Consideration 2: Broader considerations in the data analysis process for a dissertation

CONSIDERATION TWO

Broader considerations

There are a number of broader considerations that you need to take into account during the data analysis process: (a) the need to focus on analysis that answers your immediate research hypotheses; (b) the opportunity to dig deeper into your data; (c) how the main journal article can help you make decisions about your statistical analysis; (d) the need to defend your statistical choices; (e) how far you should take your analysis; and (f) potential problems you may face, and ways to deal with these problems. Each of these considerations is discussed in turn:

Focus on analysis that answers your immediate research hypotheses

The primary purpose of data analysis in your dissertation is to answer your research hypotheses. Whilst this may sound obvious, a common mistake in dissertations is to forget that this is the purpose of data analysis, and simply view the data you collect as something that you can mine for answers. Whilst it can be worth digging deeper into your data, something we discuss in the next bullet, the primary purpose of your data analysis is to answer the research hypotheses you set. There are a number of reasons for this: (a) the research strategy you set (i.e., your choice of your research design, research methods and sampling strategy) was designed to answer these hypotheses; (b) the theoretical case you built reflected the constructs and differences/relationships that were presented through your hypotheses; (c) the ethical approval you sought for your dissertation, whether formal or informal, reflected the desire to answer these hypotheses; and (d) adding new hypotheses could have ethical implications (something we discuss in the next bullet).
It can also be worth digging deeper into your data
In quantitative research, it is important to first set hypotheses, and then test them. However, students will often first set hypotheses, test them, but then go back through the data they have collected, analysing it for additional differences or relationships, and then create new hypotheses (i.e., these usually involve adding new hypotheses rather than revising existing ones). A classic example of this involves data collected through surveys where demographic data has been recorded (e.g., gender, educational background, etc.), but was not included in the hypotheses that were set.

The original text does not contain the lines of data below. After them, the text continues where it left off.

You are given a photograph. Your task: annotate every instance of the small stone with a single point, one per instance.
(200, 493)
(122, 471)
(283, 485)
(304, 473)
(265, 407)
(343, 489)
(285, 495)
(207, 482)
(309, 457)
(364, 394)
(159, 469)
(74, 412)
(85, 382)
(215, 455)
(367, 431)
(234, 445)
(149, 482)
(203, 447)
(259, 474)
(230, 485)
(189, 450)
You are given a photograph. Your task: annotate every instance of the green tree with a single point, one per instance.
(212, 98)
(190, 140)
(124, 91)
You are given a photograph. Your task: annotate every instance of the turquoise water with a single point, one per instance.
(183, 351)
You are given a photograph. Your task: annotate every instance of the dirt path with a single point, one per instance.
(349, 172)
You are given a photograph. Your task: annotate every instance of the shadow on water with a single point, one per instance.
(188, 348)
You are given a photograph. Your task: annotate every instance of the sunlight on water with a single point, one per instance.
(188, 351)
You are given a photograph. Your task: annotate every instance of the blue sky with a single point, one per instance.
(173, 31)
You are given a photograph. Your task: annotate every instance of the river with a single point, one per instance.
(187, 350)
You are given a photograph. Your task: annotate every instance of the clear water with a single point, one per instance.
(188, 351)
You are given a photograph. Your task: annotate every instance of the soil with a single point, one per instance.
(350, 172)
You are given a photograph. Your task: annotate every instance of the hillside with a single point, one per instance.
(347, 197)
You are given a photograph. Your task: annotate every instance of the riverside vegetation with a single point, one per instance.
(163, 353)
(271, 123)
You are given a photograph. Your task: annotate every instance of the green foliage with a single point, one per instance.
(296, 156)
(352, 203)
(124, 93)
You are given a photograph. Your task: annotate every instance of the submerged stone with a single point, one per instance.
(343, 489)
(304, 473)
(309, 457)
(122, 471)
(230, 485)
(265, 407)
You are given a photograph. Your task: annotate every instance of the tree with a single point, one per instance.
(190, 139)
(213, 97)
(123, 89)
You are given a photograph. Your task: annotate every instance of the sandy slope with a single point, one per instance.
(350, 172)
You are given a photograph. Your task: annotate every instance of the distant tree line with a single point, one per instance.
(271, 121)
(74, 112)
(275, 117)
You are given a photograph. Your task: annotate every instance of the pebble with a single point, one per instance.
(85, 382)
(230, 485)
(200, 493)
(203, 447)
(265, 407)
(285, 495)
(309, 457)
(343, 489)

To illustrate this, imagine that the original research hypothesis was: Drivers are more likely to break the speed limit at night than during the day. In the survey of drivers, demographics such as the gender of drivers were recorded. Now, when it comes to the data analysis phase, rather than simply summarizing the demographics to illustrate the make-up of the sample that you used (i.e., to show the proportion of male to female drivers in the sample), gender gets introduced as a construct in a new hypothesis. For example, you have created a new hypothesis such as: Male drivers are more likely to break the speed limit at night than during the day compared to female drivers (or some other variation of this hypothesis, depending on whether you are making a prediction or not). When you re-analyse your data to test for the role of gender, you find that there is a statistically significant difference between males and females; males are more likely to break the speed limit at night than during the day compared to females.

The example above illustrates how you can gain more insight into your data by viewing it as something that you can mine for answers. However, if you do this, you should recognise that there are a number of criticisms of this approach, as well as potential problems that you need to take into account: (a) in statistics, if you start to test one thing after another from a single dataset (i.e., you try to test lots of potential relationships or differences between variables), you are bound, eventually, to find something (i.e., a statistically significant relationship or difference) simply by chance (i.e., the result is not accurate, but actually a Type I or Type II error); (b) if you choose to mine the data for answers, you need to correct for multiple comparisons, which tries to reduce the potential for relationships or differences to be found simply by chance (i.e., this is something that we discuss in the Data Analysis part of Lærd Dissertation, within the relevant statistical tests); (c) you need to consider the reason (i.e., theoretical justification) to test for additional relationships or differences (e.g., why add gender to the above hypothesis? Why do you think that gender would have a difference from a theoretical perspective?).

Whether you are able to (a) find justifications for further analysis and (b) correct for multiple comparisons, the important point is that you acknowledge the choices you made so that the reader knows what hypotheses are part of your initial study, supported by the theoretical case and research strategy you set, and which are the product of data mining after the fact.
Where possible, use the data analysis in the main journal article to help you
Since you are taking on a Route #1: Replication-based dissertation, you can learn a lot about the appropriate statistical analysis to run from the main journal article, especially in dissertations based on Route A: Duplication or Route B: Generalisation because the measurement procedure is the same (or extremely similar).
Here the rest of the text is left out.